KWG subsidiary to appeal Cliffs decision
posted on
Aug 14, 2014 04:07PM
Black Horse deposit has an Inferred Resource Now 85.9 Million Tonnes @ 34.5%
A KWG drilling operation is carried out at Big Daddy in the fall of 2009.
KWG subsidiary to appeal Cliffs decision
Thursday, August 14, 2014
sud.editorial@sunmedia.ca
KWG Resources Inc. subsidiary Canada Chrome Corporation has served notice it will appeal a decision that granted Cliffs Natural Resources an easement over claims Canada Chrome had staked.
The Divisional Court of the Ontario Superior Court of Justice ruled July 30 that CCC's consent should be waived in an application for an easement to build a road over its mining claims.
The Ontario Divisional Court set aside a decision reached by the Ontario Mining and Lands Commissioner in September 2013 that denied Cliffs an easement for a road to reach its Black Thor chromite deposit in the Ring of Fire in northwestern Ontario.
Cliffs, which has halted exploration on its chromite project, launched the appeal in October.

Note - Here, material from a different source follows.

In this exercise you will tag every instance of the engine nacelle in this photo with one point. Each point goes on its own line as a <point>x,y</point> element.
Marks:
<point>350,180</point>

The case was heard in Toronto in June.
The court's decision means Natural Resources Minister Bill Mauro will decide if Cliffs gets approval for a road into the Ring of Fire.
"Whether or not it is in the public interest to grant an easement for a road is a matter for the minister of Natural Resources to determine, after an environmental assessment and consultation with First Nations and other affected interests," the court ruled in July. "It is for the minister to determine whether the easement should be granted in the public interest and on what terms."
Cliffs wants to stake a 330-kilometre long corridor using mining claims from Nakina north to the exploration camps in the James Bay lowlands. KWG owns those surface rights and through Canada Chrome, wants to use the corridor for a future railroad.
KWG has a 30% interest in the Big Daddy chromite deposit and the right to earn 80% of the Black Horse chromite where resources are being defined. KWG has also acquired interests in provisional patents, including a method for the direct reduction of chromite to metalized iron and chrome using natural gas.
KWG also owns 100% of Canada Chrome Corporation, which has staked claims and conducted a $15 million surveying and soil testing program for the engineering and construction of a railroad to the Ring of Fire from Exton, Ont.